Partial List of Episodes of Skippy Hollywood Theatre on CBS
| Date | Episode | Actor(s) |
|---|---|---|
| December 1, 1949 | "Something Special" | Marjorie Reynolds |
| December 8, 1949 | "London Legend" | Jane Wyatt |
| December 15, 1949 | "Best Performance" | Les Mitchel |
| December 22, 1949 | "A Christmas Carol" | John Mills, Jean Simmons, Googie Withers, Alec Guinness, John McCullum, Derek Bond and Dirk Bogarde |
| December 29, 1949 | "The Great Emptiness" | Maureen Balaney, Dermot Walsh, Sheila Manahan, Joyce Chanceller, and Elizabeth Erskine |
| January 5, 1950 | "Billy and the Bride" | Jean Simmons |
| January 12, 1950 | "Rappaccini's Daughter" | Michael Redgrave |
| January 19, 1950 | "It's Not Cricket" | Bebe Daniels, Ben Lyon, Barbara Lyon, and Richard Lyon |
| January 26, 1950 | "Thought" | Clive Brook |
| February 2, 1950 | "The Coming of Mr. Snover" | Victor Moore |
| February 9, 1950 | "Trudy and the Quiet Life" | Barbara Fuller |
| February 16, 1950 |  |  |
| February 23, 1950 | "Mulligan the Mighty" | James Gleason |
| March 2, 1950 | "Flash in the Pan" | Michael O'Shea |
| March 9, 1950 | "When the Wind Blows" | Preston Foster |
| March 16, 1950 | "The Tender Heart" | Ella Raines |
| March 23, 1950 | "And the River Laughed" | John Carroll |
| March 30, 1950 | "Love Come Stealing" | Virginia O'Brien |
| April 6, 1950 | "The Terrible Meek" | Les Mitchel |
| April 13, 1950 | "Seven Seas to Danger" | Brian Donlevy |
| April 20, 1950 | "A Dime a Dozen" | Gale Storm |
| April 27, 1950 | "Bid for Fame" | John Sutton |
| May 4, 1950 | "Show Business" | Bill Shirley, Gale Robbins |
| May 11, 1950 | "Help Wanted—Murderer" | John Howard |
| May 18, 1950 | "The Tale of the Mermaid" | Irene Hervey, Francis X. Bushman |
| May 25, 1950 | "No More Diplomacy" | Allan Jones, Lurene Tuttle, Herbert Rawlinson, Henry Sharp |
| June 1, 1950 | No broadcast (Preempted by Hallmark Playhouse) |  |
| June 8, 1950 | "Shadow Life" | Rhonda Fleming |
| June 15, 1950 | "A Poltergeist for Harry" | Edmond O'Brien |
| June 22, 1950 | "The Blue Chair" | Vanessa Brown |
| June 29, 1950 | "The Other Side of the Moon" | Ann Dvorak |
| July 6, 1950 | "The Throwback" | Bobby Driscoll |
| July 13, 1950 | "The Big Leaguer" | Bill Lundigan |
| July 20, 1950 | "Perfect Gentleman" | Les Mitchel |
| July 27, 1950 | "Short Story" | Joan Bennett |
| August 3, 1950 | "The Hunt" | Mercedes McCambridge |
| August 10, 1950 | "Wild Horse in the Town" | Dan Duryea |
| August 17, 1950 | "The Truth Pays Off" | Meg Randall |
| August 24, 1950 | "Detour" | Pat O'Brien |
| August 31, 1950 | "Farewell to Birdie McKeever" | Gloria Grahame |
| September 7, 1950 | "To the Bitter End" | Natalie Wood |
| September 14, 1950 | "A Date for Agnes" | Wayne Morris |
| September 21, 1950 | "Stormbound" | Les Mitchel, Lurene Tuttle |

==Production==
First MacGregor and then Mitchel produced and directed the series. MacGregor left after a disagreement over proposed changes. Under Mitchel's leadership, the host's role was diminished, and an emphasis was put on better-known performers and better scripts. The CBS version was broadcast on Thursdays from 10:30 to 11 p.m. Eastern Time. When the program moved to CBS, it had already received high ratings on the West Coast. The syndicated version was broadcast in more than 55 markets at the time of the shift to CBS.

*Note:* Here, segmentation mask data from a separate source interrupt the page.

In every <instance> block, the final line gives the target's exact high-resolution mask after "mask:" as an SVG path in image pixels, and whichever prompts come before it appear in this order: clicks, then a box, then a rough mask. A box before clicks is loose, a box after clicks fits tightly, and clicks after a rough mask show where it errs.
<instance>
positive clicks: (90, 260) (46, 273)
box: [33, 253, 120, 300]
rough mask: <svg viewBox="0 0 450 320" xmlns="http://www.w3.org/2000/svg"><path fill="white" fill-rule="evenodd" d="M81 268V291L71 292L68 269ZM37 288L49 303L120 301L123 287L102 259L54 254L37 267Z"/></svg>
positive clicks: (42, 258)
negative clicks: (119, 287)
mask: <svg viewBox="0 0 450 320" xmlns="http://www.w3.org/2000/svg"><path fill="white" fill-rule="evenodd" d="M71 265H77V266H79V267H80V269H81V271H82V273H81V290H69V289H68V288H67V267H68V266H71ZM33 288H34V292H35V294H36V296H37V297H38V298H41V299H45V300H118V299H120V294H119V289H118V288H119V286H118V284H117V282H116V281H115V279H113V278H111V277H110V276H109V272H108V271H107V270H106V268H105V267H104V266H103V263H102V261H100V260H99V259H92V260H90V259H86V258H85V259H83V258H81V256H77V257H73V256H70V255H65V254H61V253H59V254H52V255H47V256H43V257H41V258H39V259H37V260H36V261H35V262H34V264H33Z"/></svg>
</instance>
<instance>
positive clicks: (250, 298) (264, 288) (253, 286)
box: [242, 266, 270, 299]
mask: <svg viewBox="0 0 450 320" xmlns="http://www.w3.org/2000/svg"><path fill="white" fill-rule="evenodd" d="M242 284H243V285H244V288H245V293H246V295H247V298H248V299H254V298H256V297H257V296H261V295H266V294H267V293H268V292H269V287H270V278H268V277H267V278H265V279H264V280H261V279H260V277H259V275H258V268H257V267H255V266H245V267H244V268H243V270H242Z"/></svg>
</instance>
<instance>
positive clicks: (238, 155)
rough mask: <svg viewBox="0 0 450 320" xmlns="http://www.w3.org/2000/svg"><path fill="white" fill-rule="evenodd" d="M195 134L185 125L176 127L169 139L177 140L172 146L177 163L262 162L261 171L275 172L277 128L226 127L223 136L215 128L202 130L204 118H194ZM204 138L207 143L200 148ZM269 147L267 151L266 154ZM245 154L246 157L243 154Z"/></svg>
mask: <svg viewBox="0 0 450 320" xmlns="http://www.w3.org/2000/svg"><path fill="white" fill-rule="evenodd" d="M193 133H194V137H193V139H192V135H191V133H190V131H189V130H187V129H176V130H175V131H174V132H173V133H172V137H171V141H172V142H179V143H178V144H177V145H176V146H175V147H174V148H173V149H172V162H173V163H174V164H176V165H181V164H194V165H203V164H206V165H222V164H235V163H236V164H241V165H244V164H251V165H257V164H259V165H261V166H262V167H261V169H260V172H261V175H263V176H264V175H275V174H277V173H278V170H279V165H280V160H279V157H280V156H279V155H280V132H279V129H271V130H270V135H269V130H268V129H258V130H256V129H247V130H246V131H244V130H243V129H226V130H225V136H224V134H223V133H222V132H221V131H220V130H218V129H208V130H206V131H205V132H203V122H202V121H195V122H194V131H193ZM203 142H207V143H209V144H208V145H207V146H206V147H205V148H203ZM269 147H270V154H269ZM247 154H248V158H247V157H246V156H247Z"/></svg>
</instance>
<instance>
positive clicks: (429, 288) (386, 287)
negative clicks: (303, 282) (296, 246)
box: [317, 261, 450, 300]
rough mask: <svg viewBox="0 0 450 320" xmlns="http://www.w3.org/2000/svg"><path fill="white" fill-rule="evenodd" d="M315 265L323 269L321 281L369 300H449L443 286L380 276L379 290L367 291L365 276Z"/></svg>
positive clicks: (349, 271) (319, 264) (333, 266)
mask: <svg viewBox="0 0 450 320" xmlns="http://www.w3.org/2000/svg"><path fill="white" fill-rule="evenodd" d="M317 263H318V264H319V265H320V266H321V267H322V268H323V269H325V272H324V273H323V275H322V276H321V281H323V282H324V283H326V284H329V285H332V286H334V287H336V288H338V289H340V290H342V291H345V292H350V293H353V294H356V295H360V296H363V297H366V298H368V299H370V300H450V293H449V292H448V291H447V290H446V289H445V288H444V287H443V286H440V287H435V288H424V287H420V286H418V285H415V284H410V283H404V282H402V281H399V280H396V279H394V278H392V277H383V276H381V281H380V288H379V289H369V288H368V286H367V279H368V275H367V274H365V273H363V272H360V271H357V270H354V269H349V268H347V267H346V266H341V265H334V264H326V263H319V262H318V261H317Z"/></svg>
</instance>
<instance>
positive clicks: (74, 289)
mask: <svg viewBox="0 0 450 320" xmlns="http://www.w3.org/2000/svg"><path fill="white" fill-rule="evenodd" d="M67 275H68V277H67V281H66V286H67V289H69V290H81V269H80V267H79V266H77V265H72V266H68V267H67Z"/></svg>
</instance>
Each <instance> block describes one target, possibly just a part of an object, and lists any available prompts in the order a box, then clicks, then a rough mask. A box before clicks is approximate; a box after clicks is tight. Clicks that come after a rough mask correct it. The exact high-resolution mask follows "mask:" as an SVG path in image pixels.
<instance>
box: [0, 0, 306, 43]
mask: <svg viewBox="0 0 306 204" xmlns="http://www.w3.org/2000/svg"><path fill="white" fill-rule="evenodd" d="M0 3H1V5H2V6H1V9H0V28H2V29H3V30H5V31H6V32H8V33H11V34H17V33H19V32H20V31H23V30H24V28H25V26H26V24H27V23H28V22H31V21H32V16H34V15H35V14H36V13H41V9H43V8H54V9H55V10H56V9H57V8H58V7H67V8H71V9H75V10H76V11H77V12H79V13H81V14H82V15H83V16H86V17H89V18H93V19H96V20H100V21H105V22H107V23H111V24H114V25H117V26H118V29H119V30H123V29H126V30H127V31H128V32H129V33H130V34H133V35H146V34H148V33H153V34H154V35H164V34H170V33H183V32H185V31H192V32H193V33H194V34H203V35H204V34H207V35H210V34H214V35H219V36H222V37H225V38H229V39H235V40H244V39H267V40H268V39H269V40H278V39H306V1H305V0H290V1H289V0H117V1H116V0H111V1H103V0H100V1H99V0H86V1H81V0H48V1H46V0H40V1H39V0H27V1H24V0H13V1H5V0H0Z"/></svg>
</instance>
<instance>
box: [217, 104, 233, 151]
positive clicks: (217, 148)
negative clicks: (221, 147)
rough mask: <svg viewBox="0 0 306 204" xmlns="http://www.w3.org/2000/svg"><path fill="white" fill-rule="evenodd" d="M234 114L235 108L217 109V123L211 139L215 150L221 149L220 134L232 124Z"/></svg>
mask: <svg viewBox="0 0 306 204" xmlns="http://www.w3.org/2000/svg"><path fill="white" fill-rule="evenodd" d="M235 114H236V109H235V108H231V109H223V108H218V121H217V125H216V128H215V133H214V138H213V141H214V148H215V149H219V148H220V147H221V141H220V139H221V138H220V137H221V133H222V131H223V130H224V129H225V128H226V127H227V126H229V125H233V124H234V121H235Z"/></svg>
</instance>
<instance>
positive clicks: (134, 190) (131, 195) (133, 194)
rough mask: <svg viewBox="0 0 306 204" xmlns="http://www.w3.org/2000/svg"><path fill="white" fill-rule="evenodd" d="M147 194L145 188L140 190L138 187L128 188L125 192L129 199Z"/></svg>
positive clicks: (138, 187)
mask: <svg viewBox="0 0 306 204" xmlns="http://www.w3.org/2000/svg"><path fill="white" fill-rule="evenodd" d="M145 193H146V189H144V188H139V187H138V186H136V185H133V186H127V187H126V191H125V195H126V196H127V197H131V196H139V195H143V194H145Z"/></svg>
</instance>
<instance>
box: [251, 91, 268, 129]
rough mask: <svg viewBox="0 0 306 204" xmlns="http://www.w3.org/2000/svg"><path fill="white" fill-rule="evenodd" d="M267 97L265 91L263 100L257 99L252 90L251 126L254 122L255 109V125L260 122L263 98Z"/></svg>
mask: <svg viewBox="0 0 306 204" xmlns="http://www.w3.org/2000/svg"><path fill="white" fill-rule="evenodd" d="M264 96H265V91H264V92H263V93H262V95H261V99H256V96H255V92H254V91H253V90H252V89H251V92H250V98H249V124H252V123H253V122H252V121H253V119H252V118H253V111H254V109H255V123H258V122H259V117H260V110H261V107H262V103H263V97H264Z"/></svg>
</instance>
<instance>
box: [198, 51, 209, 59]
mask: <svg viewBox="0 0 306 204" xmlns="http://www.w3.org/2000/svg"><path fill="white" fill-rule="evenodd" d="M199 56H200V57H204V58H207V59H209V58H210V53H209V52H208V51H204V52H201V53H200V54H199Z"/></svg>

Mahlon Merrick and Del Castillo directed the music. Writers included Roger Quayle Denny and True Eames Boardman. Some scripts came from amateur writers, including students in evening high schools in Hollywood. Mitchel read scripts submitted from across the United States and from other countries. He acknowledged that some of the submissions were bad, but he said, "I hit the jackpot often enough to make it pay."

When Rosefield Packing Company canceled the series, it planned to shift the funds previously allocated to the program to "an extensive national spot and program campaign in both radio and TV".

==Critical response==
A review of the episode "Two Hearts in Pigskin" in the trade publication Variety compared the show favorably to other radio dramatic anthologies of that era. It noted that MacGregor "knows dramatic values" and that Hooper ratings indicated his success in providing good programs within budget constraints.

Radio historian John Dunning described Skippy Hollywood Theatre as "a slick show, the equal of many network series". One contemporaneous critic, Bill Bird of the Pasadena Independent, likewise lauded Mitchel's resourcefulness in putting out a polished product while also seeing the program as emblematic of the industry-wide transition from "live" to "canned" entertainment.
[Mitchel] attributes part of the program's success to the fact that, being transcribed, scenes that don't come out right the first time can be redone and spliced into the tape and some of which are then taken off on transcription discs for presentation over the air. What this all adds up to is that the customers apparently care little whether it is 'live' or 'canned' if it is good entertainment.